For those unfamiliar with the film, it's Monty Python's way of
sending up--not Christ per se, the Pythoners think he's a decent chap-
-but the religious fanaticism and hypocrisy surrounding him and his
teachings…something I suspect Christ would appreciate, if he were
alive today. Small sidenote: the film was banned in Norway for eight
years, after which it was marketed in Sweden as the "film so funny it
was banned in Norway."
I cannot tell a lie; despite all the controversy about sex and New
York accents, Martin Scorsese's "The Last Temptation of Christ,"
based on the equally controversial book by Nikos Kazantzakis, is my
personal favorite of Christ films (Pasolini's might come in second;
with Monty Python's third). If anything, I love that everyone speaks
like they come from Brooklyn and the Bronx; it feels like Scorsese's
way of personalizing Christ, of taking a familiar story and telling
it in his voice and language, showing us that the whole thing still
works, nevertheless.
It does--at least, I think it does, thanks to Scorsese's inimitable
visual style (he takes his cue from desert apparitions and mirages,
and turns Morocco into one of the most beautifully desolate settings
anyone can ever imagine--all on a mere seven million dollars); Willem
Dafoe's ferocious performance as Christ (Dafoe is rumored to be one
of the "best-endowed" men in Hollywood; somehow I like the idea that
Christ spoke softly and carried a very big stick); Paul Schrader's
plainspoken screenplay (he pares away much of Kazantzakis' rather
purplish prose); and Peter Gabriel's brilliant rock score.
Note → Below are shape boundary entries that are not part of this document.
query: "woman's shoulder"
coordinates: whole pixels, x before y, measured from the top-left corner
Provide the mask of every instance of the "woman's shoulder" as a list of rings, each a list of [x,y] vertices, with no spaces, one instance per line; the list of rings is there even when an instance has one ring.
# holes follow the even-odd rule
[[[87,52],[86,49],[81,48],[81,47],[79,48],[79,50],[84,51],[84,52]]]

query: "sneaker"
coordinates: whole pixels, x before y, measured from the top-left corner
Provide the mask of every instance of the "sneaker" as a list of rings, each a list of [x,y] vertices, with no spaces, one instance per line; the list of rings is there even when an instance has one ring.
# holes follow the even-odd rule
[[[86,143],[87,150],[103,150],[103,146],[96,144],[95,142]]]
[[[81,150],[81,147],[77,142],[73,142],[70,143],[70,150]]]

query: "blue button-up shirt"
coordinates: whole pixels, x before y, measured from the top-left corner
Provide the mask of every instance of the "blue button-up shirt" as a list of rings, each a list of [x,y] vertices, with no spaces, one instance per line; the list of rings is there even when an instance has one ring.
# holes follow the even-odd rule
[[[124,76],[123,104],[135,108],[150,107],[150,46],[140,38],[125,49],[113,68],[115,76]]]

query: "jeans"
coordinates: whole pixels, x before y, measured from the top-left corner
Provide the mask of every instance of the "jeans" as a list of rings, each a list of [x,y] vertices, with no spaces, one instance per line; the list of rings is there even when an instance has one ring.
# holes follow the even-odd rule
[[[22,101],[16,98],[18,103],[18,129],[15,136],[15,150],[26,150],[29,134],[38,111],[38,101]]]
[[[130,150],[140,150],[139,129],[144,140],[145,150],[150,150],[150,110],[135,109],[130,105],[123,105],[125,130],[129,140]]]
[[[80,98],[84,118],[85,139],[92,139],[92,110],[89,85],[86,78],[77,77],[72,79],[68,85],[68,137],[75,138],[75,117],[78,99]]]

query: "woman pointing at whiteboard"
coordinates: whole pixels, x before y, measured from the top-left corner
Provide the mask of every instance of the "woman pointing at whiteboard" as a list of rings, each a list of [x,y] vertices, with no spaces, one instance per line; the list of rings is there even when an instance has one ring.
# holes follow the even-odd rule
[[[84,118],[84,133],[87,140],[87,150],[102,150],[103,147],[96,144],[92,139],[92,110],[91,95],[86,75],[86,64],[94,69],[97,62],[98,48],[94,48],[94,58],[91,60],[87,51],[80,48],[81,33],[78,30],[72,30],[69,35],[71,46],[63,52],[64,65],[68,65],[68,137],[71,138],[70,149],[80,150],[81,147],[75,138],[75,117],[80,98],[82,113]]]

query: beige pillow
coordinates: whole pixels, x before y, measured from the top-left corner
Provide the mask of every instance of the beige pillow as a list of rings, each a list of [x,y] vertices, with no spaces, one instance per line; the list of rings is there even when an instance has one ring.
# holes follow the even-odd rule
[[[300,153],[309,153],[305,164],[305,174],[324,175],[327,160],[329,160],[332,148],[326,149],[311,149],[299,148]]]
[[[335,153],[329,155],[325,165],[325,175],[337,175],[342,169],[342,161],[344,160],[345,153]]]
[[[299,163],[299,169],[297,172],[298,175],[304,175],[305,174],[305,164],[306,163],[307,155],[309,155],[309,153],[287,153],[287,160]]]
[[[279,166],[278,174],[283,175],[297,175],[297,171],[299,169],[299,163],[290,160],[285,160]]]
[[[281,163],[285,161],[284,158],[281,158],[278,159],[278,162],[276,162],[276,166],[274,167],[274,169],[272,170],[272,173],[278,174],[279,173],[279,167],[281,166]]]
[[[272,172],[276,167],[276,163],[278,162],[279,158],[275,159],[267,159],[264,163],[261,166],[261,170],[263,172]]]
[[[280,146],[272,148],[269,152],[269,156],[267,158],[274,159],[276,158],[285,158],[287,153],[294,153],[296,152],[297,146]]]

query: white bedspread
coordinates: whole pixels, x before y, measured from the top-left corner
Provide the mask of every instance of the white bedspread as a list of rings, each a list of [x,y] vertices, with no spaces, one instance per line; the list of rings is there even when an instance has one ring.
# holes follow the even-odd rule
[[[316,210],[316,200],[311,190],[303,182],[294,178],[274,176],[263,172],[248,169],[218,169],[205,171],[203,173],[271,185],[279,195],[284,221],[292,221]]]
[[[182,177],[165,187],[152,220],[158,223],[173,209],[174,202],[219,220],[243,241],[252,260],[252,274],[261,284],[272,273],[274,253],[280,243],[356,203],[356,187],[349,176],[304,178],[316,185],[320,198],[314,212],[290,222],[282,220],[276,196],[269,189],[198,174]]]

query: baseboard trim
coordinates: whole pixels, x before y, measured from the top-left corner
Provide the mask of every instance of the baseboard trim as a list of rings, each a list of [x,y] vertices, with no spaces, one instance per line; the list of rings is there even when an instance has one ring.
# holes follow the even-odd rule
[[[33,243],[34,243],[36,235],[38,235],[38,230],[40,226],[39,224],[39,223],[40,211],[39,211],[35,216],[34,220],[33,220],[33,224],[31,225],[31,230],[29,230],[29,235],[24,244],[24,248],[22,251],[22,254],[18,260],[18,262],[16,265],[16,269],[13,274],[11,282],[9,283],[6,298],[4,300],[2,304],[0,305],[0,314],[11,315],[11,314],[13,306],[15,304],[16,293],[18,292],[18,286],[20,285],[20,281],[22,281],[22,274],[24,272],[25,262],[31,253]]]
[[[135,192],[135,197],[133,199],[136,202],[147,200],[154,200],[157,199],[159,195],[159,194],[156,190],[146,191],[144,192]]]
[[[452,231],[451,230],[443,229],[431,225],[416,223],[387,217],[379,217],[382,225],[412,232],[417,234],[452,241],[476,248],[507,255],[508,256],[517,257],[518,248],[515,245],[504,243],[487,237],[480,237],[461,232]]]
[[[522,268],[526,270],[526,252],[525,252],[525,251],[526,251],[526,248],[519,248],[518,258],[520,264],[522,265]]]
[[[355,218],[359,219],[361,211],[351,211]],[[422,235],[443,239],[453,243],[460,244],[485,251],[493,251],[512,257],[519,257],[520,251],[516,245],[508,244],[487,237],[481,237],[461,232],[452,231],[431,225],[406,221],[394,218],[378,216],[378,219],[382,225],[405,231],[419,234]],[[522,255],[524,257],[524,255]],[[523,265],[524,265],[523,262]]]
It's easily the most accurate, with Scorsese drawing details of
Jewish life and Roman crucifixion from such sources as Michael
Grant's "The History of Ancient Israel" and The Biblical
Archaeological Review. It's also the most moving, I think, the one
that speculates most thoroughly (and courageously) on the
psychological and spiritual aspects--the inner suffering that Christ
must have undergone.
At 300 million dollars in boxoffice at the time of this writing and
counting, Mel Gibson's "The Passion of the Christ" (2004) is easily
the most commercially successful Christ movie ever made. It's also,
despite Gibson's claims of biblical fidelity, as much a piece of
fantasy literature as Scorsese's "Last Temptation," closely based as
it is on the visions of one Anne Catherine Emmerich, a 19th century
Augustinian nun and anti-Semite, and Clemens Berntano, the German
Romantic poet who compiled her writings (and, it is suspected,
supplemented them considerably).
Gibson's film is violent, it's true (in a crudely dull and repetitive
way), and the problem with this is that it upends what Christ is all
about--not that he died and was resurrected but, according to Gibson,
that he endured superhuman torture for his sins (as if God was a
bloodthirsty deity). Besides being questionable theology, it's also
bad art--Gibson dwells so much on physical suffering that the (I
would say far greater) psychological and spiritual suffering--the
despair and sense of abandonment Christ must have felt (one line
asking why he's been forsaken is scarcely enough) is left
unexpressed. It's also perhaps the Christ film that majority of the
Jewish community looks upon with the most fear, thanks to its
boxoffice success and free-floating anti-Semitism (the Jews seem to
be malevolent for almost no reason at all).
My recommendation? If you want something faithful and
straightforward, you can't do better than Pasolini's "The Gospel
According to Matthew;" if you want something refreshingly sane, go
for Monty Python's "The Life of Brian;" if you want something thought
provoking, archeologically accurate, and cinematic, choose
Scorsese's "The Last Temptation of Christ." If you want a textbook
example of how a Christ movie shouldn't be made, by all means watch
Gibson's "The Passion of the Christ."